When I issue a requests.get request for website design-dogs[.]com, the HTML that's returned is not decoded properly.
response_size = 0
with requests.get("https://design-dogs[.]com", stream = True) as response:
for chunk in response.iter_content(chunk_size = 1000000, decode_unicode = True):
response_size = len(chunk)
if response_size > 2048000:
file_buffer = ""
response.close()
print(file_buffer)
sys.exit(1)
file_buffer = chunk
response.close()
print(file_buffer)
Output, title excerpt only:
æ ªå¼ä¼šç¤¾ デザインドッグスWhen it should be:
株式会社 デザインドッグスWhy is this happening? This doesn't occur on any other website.

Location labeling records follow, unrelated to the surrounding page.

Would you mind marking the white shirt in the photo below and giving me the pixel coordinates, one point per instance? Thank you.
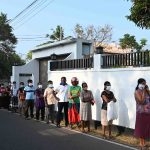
(62, 93)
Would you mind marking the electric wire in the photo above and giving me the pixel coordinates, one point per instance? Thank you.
(23, 11)
(29, 18)
(29, 12)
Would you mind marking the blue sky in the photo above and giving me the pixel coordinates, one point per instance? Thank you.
(67, 13)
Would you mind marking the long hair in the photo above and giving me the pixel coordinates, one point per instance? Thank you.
(140, 80)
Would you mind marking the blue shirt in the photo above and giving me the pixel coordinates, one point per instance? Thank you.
(30, 92)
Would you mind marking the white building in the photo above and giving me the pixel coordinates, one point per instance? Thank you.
(37, 68)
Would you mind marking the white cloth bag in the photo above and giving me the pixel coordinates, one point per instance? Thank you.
(111, 111)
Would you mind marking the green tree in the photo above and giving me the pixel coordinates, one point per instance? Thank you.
(140, 13)
(8, 57)
(29, 56)
(129, 42)
(98, 34)
(57, 35)
(7, 62)
(7, 38)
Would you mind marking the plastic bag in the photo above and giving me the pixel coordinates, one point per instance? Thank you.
(111, 111)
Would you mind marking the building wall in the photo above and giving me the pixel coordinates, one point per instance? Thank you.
(123, 83)
(31, 68)
(70, 48)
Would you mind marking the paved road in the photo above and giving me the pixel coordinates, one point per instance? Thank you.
(16, 133)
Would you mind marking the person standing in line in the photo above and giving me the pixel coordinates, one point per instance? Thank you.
(107, 96)
(74, 102)
(62, 94)
(50, 101)
(39, 102)
(14, 97)
(85, 108)
(21, 99)
(29, 92)
(142, 124)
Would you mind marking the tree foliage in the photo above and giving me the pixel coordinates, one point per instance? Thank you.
(8, 57)
(29, 56)
(7, 38)
(99, 33)
(129, 42)
(140, 13)
(57, 35)
(7, 62)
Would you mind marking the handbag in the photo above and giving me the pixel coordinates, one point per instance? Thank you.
(73, 115)
(111, 111)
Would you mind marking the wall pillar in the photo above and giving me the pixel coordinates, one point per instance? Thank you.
(97, 61)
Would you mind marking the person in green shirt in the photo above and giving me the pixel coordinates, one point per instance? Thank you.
(74, 102)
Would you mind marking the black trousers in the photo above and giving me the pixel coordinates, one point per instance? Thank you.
(62, 105)
(51, 113)
(40, 112)
(29, 104)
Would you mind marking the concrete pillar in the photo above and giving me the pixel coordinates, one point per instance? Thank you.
(97, 61)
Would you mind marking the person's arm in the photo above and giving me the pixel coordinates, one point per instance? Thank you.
(105, 99)
(140, 98)
(54, 94)
(45, 98)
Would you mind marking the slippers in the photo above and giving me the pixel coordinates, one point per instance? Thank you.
(104, 137)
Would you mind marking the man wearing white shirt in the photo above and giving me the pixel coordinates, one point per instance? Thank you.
(14, 97)
(62, 94)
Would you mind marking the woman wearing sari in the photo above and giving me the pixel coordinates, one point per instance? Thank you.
(74, 102)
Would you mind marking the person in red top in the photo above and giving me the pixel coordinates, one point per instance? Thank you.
(2, 90)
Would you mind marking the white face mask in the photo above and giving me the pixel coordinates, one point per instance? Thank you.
(108, 88)
(30, 84)
(50, 85)
(40, 86)
(141, 86)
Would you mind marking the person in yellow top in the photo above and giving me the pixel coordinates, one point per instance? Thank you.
(50, 101)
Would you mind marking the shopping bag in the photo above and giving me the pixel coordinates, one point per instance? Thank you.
(73, 115)
(111, 111)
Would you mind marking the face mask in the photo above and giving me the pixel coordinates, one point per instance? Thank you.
(141, 86)
(50, 85)
(108, 88)
(39, 86)
(30, 84)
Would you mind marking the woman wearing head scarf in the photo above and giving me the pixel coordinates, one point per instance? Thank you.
(85, 110)
(107, 96)
(142, 124)
(74, 102)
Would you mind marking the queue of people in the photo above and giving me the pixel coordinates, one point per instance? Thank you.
(76, 101)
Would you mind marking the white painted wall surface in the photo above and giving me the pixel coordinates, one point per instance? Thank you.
(123, 83)
(30, 68)
(70, 48)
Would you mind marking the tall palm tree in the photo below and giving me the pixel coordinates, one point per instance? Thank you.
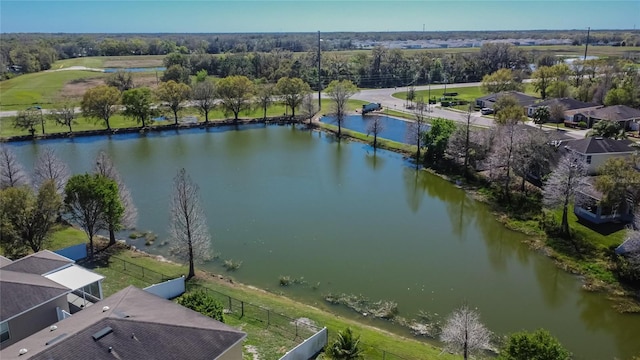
(346, 346)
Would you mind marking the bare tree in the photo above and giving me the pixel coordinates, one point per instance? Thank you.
(502, 156)
(309, 107)
(106, 168)
(188, 229)
(204, 96)
(375, 127)
(532, 156)
(64, 115)
(264, 98)
(11, 172)
(340, 92)
(416, 129)
(464, 333)
(562, 185)
(49, 167)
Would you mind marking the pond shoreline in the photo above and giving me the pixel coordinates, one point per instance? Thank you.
(623, 300)
(280, 120)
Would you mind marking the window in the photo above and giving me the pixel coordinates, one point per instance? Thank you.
(4, 332)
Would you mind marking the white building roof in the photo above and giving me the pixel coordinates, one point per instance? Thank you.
(74, 277)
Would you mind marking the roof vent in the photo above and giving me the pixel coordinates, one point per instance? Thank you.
(56, 339)
(102, 333)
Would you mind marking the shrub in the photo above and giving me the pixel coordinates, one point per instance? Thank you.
(231, 265)
(202, 302)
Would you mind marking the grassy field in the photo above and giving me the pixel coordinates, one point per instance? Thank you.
(562, 50)
(40, 88)
(120, 121)
(111, 61)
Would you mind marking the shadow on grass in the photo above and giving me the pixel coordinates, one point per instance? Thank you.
(602, 229)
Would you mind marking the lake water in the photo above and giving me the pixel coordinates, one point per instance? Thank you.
(288, 201)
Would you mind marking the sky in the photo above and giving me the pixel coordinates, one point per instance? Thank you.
(218, 16)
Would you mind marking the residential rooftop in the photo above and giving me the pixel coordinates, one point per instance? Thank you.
(130, 324)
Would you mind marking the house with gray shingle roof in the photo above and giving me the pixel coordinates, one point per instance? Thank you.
(567, 103)
(132, 324)
(595, 151)
(40, 289)
(627, 117)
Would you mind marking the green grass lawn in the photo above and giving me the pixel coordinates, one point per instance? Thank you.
(41, 88)
(92, 62)
(120, 121)
(469, 93)
(269, 343)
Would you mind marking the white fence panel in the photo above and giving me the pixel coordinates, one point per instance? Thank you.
(309, 347)
(168, 289)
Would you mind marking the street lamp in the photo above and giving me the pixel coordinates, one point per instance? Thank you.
(319, 75)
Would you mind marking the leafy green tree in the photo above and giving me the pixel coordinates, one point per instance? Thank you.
(204, 95)
(501, 80)
(201, 75)
(92, 202)
(607, 129)
(508, 110)
(12, 173)
(27, 120)
(292, 91)
(562, 185)
(437, 139)
(27, 218)
(202, 302)
(174, 94)
(100, 103)
(137, 104)
(345, 347)
(235, 92)
(375, 127)
(541, 115)
(538, 345)
(618, 96)
(619, 183)
(64, 115)
(340, 92)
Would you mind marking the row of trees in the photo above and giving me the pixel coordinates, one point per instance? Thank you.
(66, 46)
(233, 94)
(463, 333)
(31, 206)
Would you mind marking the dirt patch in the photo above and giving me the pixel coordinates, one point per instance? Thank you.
(146, 80)
(253, 351)
(133, 61)
(75, 89)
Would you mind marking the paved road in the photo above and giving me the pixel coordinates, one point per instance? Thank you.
(385, 98)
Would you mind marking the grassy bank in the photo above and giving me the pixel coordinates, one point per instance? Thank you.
(119, 121)
(269, 343)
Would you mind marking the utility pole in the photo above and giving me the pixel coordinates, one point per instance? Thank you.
(319, 75)
(587, 44)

CodePudding user response:
The server is not returning any encoding in response headers:
import requests
response = requests.get("https://design-dogs.com")
print(response.headers)
Prints:
{
"Server": "nginx",
"Date": "Sun, 28 Aug 2022 17:04:12 GMT",
"Content-Type": "text/html", # <--- missing UTF-8
"Last-Modified": "Wed, 20 Jul 2022 04:13:38 GMT",
"Transfer-Encoding": "chunked",
"Connection": "keep-alive",
"ETag": 'W/"62d780f2-39d9"',
"X-Powered-By": "PleskLin",
"Content-Encoding": "br",
}
so requests
is using wrong encoding:
print(response.encoding)
Prints:
ISO-8859-1
The fact that web browser is displaying the webpage correctly is because there is <meta charset="utf-8">
tag at the beginning of the page.
So to display the HTML correctly you can do:
response.encoding = "utf-8"
print(response.text)
# OR:
print(response.content.decode("utf-8"))
With your code snippet:
file_buffer = b""
response_size = 0
with requests.get("https://design-dogs.com", stream=True) as response:
for chunk in response.iter_content(chunk_size=1_000_000):
response_size = len(chunk)
if response_size > 2_048_000:
file_buffer = b""
break
file_buffer = chunk
print(file_buffer.decode("utf-8"))